Comparison of Enriched GO Terms between B. terrestris and A. mellifera
Comparing enriched GO terms from ovary in the current study to enriched GO terms from A. mellifera ovary in Duncan et al. (2020) revealed significant overlap in GO terms enriched in ovary-inactive worker DEGs (3.4% of current study enriched GO terms, P = 0.001; Fig. 5e; supplementary tables S20 and S21, Supplementary Material online). Comparison between GO terms enriched in ovary-active worker DEGs with EEGs excluded was not possible, as no such enriched GO terms were found for Duncan et al. (2020).

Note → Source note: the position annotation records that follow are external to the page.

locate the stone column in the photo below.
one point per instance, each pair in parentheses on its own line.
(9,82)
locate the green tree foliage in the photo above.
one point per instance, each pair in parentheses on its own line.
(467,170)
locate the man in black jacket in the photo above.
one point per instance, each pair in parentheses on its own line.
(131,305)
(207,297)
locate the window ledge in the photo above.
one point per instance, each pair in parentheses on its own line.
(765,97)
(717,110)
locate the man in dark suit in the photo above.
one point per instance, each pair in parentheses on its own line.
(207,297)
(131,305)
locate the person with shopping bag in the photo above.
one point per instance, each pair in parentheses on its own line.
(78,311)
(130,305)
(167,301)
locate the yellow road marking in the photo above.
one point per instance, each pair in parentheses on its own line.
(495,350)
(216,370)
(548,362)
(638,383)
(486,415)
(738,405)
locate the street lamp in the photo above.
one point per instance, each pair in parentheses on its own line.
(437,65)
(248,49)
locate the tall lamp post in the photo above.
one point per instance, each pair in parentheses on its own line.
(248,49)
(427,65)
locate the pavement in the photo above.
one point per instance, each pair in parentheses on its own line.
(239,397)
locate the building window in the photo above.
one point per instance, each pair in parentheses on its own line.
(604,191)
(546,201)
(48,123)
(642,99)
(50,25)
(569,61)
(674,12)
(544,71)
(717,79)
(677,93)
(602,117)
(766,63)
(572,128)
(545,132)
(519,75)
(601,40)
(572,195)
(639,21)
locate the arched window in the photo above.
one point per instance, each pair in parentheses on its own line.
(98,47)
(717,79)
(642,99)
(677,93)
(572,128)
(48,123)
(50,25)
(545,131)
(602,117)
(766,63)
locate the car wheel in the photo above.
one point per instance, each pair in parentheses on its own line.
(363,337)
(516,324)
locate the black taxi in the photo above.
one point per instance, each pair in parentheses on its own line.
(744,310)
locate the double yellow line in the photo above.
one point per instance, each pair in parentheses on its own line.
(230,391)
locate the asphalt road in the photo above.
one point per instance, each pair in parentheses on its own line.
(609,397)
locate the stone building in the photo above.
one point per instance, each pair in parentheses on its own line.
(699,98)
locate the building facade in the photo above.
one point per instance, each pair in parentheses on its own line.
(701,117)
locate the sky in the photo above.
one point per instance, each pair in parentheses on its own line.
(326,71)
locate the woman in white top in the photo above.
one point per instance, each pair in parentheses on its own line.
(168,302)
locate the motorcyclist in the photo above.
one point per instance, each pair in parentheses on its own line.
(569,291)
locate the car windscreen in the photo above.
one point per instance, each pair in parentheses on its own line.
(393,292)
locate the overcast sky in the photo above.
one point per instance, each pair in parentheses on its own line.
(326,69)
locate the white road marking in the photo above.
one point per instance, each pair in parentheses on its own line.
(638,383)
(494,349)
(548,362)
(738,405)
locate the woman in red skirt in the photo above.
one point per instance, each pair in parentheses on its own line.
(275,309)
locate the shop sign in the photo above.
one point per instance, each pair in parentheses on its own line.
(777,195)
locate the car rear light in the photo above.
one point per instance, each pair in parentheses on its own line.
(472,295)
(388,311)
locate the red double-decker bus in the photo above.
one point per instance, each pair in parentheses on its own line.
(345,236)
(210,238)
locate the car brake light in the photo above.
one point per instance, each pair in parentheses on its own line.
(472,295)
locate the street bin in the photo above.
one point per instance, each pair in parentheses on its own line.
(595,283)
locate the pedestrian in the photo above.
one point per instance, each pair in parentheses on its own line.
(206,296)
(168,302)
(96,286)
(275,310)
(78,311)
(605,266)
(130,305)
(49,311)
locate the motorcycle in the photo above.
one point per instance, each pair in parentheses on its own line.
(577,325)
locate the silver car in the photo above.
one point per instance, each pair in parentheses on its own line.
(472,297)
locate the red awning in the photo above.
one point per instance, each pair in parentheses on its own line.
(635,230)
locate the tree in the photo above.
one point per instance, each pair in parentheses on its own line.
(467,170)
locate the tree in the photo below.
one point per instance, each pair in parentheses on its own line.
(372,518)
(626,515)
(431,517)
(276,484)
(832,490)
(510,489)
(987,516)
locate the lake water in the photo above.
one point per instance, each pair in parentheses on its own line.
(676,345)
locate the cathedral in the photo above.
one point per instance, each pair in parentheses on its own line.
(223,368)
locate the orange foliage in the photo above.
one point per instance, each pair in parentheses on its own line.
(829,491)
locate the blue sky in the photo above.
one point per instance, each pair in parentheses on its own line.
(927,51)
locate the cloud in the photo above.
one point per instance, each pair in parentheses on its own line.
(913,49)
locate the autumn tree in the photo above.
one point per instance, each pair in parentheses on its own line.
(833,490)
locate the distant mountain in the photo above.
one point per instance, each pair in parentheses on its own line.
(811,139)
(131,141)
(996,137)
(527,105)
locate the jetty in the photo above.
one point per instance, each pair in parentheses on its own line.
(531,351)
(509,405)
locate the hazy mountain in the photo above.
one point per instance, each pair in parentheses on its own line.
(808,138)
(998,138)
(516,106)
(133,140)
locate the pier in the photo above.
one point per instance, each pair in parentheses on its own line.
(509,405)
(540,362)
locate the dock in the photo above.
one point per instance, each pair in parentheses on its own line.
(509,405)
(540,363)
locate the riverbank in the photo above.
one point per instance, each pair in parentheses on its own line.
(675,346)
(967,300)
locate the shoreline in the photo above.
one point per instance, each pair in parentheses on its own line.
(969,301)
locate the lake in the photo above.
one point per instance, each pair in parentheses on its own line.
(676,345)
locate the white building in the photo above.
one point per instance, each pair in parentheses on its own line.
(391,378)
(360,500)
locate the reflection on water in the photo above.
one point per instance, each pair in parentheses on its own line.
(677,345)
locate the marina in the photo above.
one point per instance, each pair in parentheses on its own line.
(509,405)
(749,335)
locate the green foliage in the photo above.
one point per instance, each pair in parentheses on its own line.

Comparing enriched GO terms from combined fat body and ovary in the current study to enriched GO terms from A. mellifera combined fat body and ovary in Galbraith et al. (2016) revealed significant overlap in GO terms enriched in ovary-inactive worker DEGs (4.7% of current study enriched GO terms, P < 0.001; Fig. 5f; supplementary tables S22 and S23, Supplementary Material online). Comparison between GO terms enriched in ovary-active worker DEGs with EEGs excluded was again not possible, as no such enriched GO terms were found for Galbraith et al. (2016). For ovary-inactive worker DEGs, two enriched GO terms were shared by all three studies: muscle structure development (GO:0061061) and myofibril assembly (GO:0030239). Overall, therefore, B. terrestris and A. mellifera shared a significant percentage of enriched GO terms in ovary-inactive worker DEGs in both (2/2) possible comparisons (albeit the percentage overlap was low, 3.4% to 4.7%).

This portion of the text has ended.